Much like when I realized I was going to die someday, the time eventually came when I acknowledged I didn’t have all of the answers, that I didn’t know everything. This was critical. Suddenly my mind opened up and I took an interest in what others had to say on issues that affect this country, whether I agreed with them initially or not.
Sometimes by the end of the conversation I was left with a strong distaste in my mouth, but not because of what they were saying. What upset me was how these individuals were willing to blindly accept whatever rhetoric came across their path, and consequently, espouse this information with as much foresight.
That was a disconcerting aspect throughout W.’s presidency — his unwillingness to take other opinions into consideration. Party affiliation aside, the opposite is a trait noteworthy of Barack Obama. Whatever can be said with regard to his lack of experience in office, he has demonstrated his readiness to surround himself with people whose experience and input he values, and will factor said input into his decisions. Imagine how different our state of affairs would be right now if W. had done the same.
It’s a different world as a result. People don’t gather in D.C. like they used to, flooding the mall with chants and signs of protest. Perhaps we’re too busy these days, or can’t afford to take the time off work. Apathy has been rampant for so long.
As this is a particularly important and historic election for these United States, the lethargy has subsided. There’s still the usual rhetoric, but with two wars, a crashed economy, as well as more attention being paid to the healthcare crisis than ever before, there is too much on the line to treat the decision to vote, or who to vote for, as casually as that defiant [or obedient] kid we once were.
The word “change” has gotten far too much billing these past months, but it hasn’t lost any of its power. W. managed to draw out the Christian Right in droves to vote against gay marriage last time around.
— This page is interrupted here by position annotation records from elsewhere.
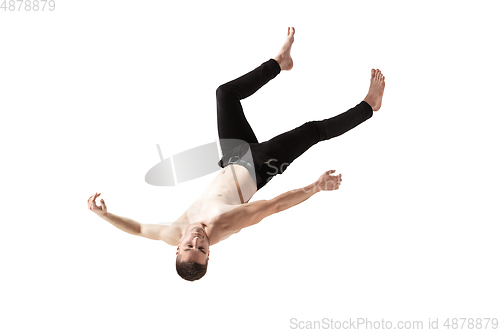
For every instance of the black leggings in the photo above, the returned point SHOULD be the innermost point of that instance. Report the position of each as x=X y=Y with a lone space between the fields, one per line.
x=273 y=156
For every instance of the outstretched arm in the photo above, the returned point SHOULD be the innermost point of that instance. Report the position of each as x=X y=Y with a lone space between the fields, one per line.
x=152 y=231
x=254 y=212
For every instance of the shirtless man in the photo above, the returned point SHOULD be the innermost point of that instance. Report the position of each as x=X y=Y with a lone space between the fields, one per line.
x=247 y=165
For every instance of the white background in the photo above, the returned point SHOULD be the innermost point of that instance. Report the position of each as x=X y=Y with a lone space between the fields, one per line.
x=88 y=90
Anti-change. Let’s assume they also wanted to vote for Bush, not just against “the gays,” as Stephen Colbert would facetiously put it. It won him the election. This go ‘round isn’t so simple. The candidates have to run on their actual merits, and the real or perceived deficiencies of the opponent.
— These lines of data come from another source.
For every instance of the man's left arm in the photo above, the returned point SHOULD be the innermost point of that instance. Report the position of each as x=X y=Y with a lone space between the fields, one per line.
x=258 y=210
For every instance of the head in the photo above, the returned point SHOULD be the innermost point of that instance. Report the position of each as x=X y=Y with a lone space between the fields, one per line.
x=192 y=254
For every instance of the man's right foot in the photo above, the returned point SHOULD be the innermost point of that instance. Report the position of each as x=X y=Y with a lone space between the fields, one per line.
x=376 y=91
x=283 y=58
Polls can be deceiving. While some people are frank with the pollsters who call them, others… not so much. There has been much talk about the “Bradley effect” and how this could result in John McCain winning the election despite Obama’s lead in most polls. This is possible, but seems less likely in 2008 than the loss African American Tom Bradley experienced in the 1982 California governor’s race.
So, congratulations to the President Elect. Please take good care of this country, and open your mind to new ways of doing so.
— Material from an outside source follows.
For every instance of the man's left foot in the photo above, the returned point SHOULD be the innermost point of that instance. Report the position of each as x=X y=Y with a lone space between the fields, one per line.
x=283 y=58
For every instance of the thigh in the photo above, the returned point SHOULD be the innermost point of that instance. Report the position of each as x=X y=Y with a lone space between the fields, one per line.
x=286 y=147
Accept that you don’t have all of the answers, and do your best to find them. Listen to the people, and not just the ones who put you where you are. Be honest with us. Give us the bad news — you’ll be surprised how resilient we can be if given the facts and the chance.
Don’t insult our intelligence with scare tactics to get your way.
But most of all, please bring our troops home, and I don’t mean in 100 years. Good luck.